Macroautophagy (hereafter autophagy) is a complex intracellular process that can result in self-digestion of intracellular material to restore homeostasis in response to starvation or stress (Mizushima et al. 2011; Kimmelman & White 2017). As noted above, autophagic flux may vary between cells in a population, contributing to variability in cell death sensitivity upon oncogene ablation (Viale et al. 2014). Molecular explanations for how such variability may contribute to heterogeneous cell death responses at the population level have recently emerged. For example, BJAB B-cell lymphoma cells engineered to express an mCherry-EGFP-LC3 autophagy reporter can be sorted for high or low basal levels of autophagic flux, which differ in their sensitivity to FAS ligand (but not TNF-related apoptosis-inducing ligand [TRAIL])-induced apoptosis (Gump et al. 2014). Mechanistically, high levels of autophagy lead to rapid turnover of Fas-associated phosphatase 1 (FAP1), which negatively regulates FAS receptor activity, leading to reduced sensitivity to FAS ligand-induced cell death, and accounting for the specificity towards one particular lethal stimulus (Gump et al. 2014). In BJAB cells, variation in autophagic flux rates were stable for at least 4 hours, but returned to baseline by 24 hours, indicating that such differences are transient within the population (Gump et al. 2014), perhaps in response to random variation in nutrient state between cells over time.

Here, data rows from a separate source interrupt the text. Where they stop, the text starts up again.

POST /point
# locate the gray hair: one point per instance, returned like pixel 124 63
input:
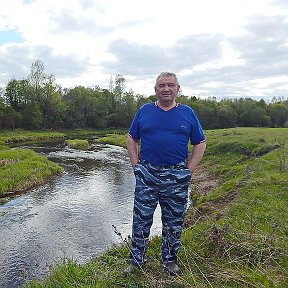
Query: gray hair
pixel 167 74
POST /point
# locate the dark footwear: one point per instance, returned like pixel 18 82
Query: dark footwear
pixel 130 269
pixel 172 268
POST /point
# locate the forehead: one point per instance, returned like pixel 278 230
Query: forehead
pixel 166 79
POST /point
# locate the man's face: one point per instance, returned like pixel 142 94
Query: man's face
pixel 166 89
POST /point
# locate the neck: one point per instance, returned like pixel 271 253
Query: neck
pixel 166 105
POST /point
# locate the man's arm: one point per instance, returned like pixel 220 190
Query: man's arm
pixel 132 146
pixel 196 155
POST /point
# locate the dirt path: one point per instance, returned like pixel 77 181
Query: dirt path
pixel 202 183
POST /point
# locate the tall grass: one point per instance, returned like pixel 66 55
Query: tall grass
pixel 23 169
pixel 237 236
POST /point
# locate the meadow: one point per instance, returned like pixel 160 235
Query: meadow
pixel 235 232
pixel 23 169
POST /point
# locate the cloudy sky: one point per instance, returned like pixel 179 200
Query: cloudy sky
pixel 223 48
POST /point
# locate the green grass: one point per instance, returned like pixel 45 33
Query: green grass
pixel 240 236
pixel 14 136
pixel 22 169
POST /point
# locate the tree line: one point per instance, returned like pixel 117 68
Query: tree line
pixel 37 102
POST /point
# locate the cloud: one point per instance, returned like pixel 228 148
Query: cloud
pixel 140 60
pixel 24 55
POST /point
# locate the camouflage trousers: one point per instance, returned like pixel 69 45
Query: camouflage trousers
pixel 168 186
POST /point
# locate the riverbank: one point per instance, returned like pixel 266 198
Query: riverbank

More generally, heterogeneous autophagy can alter the kinetics of apoptotic cell death within a population by regulating the timing of mitochondrial outer membrane permeabilization (MOMP) (Thorburn et al. 2014). In HeLa cells exposed to a uniformly lethal concentration of TRAIL, all cells will undergo MOMP, but time from TRAIL stimulus to MOMP varies from less than 1 hour to greater than 2 hours. One process that may contribute to this variability is variation between cells in basal autophagy, as induction of autophagy uniformly delays the timing of MOMP within the population by several hours (Thorburn et al. 2014). In this context, the effect of autophagy on death sensitivity is not attributable to decreased activity of the TRAIL death effector pathway (including the TNF receptor or the BH3 interacting domain death agonist, BID), but rather to decreased basal expression of the pro-death BH3 protein BCL2 binding component 3 (BBC3), also known as p53 upregulated modulator of apoptosis (PUMA) (Thorburn et al. 2014). Impressively, cells with high levels of basal autophagy and low levels of PUMA can survive exposure to TRAIL and even the induction of MOMP, ultimately regaining the ability to proliferate (Thorburn et al. 2014).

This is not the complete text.